Bobby kratzte sich am Kopf. »Das weiß ich eigentlich auch nicht. Ich habe einfach das Gefühl, dass er irgendwie damit zusammenhängt. Jedenfalls gerät dieser Kerl außer Kontrolle, und es scheint mir klug zu sein, ihn im Auge zu behalten. Ich bin sicher, dass er die graue Katze aufgehängt hat.«
»Spinnt ihr immer noch mit dieser beschissenen Katze rum? Wir haben hier Entführungen und Morde aufzuklären, und ihr spinnt mit einer beschissenen Katze rum?« Doyle gab ein sarkastisches Räuspergeräusch von sich und schüttelte den Kopf.
Bobby wollte aufstehen, und Bingo Schwartz hielt ihn beim Arm fest.
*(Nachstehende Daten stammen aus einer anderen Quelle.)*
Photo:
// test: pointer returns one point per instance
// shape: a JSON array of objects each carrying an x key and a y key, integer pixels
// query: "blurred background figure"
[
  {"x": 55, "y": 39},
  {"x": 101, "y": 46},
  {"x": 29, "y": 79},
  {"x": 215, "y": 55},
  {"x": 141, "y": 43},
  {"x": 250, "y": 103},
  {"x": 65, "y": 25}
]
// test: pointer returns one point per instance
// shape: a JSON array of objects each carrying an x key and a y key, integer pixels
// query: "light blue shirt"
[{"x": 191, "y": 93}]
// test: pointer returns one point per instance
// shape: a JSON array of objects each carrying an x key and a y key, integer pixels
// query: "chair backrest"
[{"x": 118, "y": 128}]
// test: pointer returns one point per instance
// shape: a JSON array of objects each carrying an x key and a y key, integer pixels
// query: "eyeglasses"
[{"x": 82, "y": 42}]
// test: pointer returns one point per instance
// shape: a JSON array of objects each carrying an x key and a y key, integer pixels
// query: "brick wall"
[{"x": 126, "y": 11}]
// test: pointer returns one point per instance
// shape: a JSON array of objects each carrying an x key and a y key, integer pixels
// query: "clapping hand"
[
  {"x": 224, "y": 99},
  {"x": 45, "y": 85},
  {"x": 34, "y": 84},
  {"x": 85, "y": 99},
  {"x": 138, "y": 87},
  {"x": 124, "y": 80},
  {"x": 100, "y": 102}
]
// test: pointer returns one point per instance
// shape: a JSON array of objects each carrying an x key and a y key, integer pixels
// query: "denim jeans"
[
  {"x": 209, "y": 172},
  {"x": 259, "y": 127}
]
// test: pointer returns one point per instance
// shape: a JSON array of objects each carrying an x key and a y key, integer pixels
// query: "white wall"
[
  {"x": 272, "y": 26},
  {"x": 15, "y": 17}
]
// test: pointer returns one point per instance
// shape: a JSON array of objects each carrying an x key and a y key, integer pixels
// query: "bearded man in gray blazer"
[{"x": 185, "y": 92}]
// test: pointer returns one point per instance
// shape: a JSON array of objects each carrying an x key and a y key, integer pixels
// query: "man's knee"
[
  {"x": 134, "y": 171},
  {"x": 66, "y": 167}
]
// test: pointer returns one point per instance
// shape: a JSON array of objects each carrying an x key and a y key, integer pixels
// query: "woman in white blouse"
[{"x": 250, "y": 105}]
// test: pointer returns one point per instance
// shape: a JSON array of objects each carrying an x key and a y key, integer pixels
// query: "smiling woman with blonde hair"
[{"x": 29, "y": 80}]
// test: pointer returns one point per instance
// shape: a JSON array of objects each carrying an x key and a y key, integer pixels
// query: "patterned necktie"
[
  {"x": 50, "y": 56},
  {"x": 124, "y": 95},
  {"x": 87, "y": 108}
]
Bobby ließ sich auf seinen Stuhl zurückfallen. Er sprach in einem metallischen Flüsterton, als würde eine größere Lautstärke zu wütenden Beleidigungen führen. »Krause ist zunehmend gewalttätig und psychisch instabil. Er hat mich und Bonaldo mit einer Schrotflinte bedroht. Die Schlange gehört seinem Stiefsohn, und er hatte Zugang zu ihr. Ich glaube, er hängt in was Größerem drin.«
»Ist also so ’ne Ahnung, ja?«, sagte Doyle. »Was ist das – afrikanische Intuition?«
Innerhalb einer Nanosekunde war Bobby über den Tisch gesprungen. Nur Bingo, der ihn bei den Knöcheln packte, verhinderte, dass er noch weiter flog. Doyle warf sich nach hinten, sein Stuhl kippte um, und er fiel zu Boden. Alle anderen standen.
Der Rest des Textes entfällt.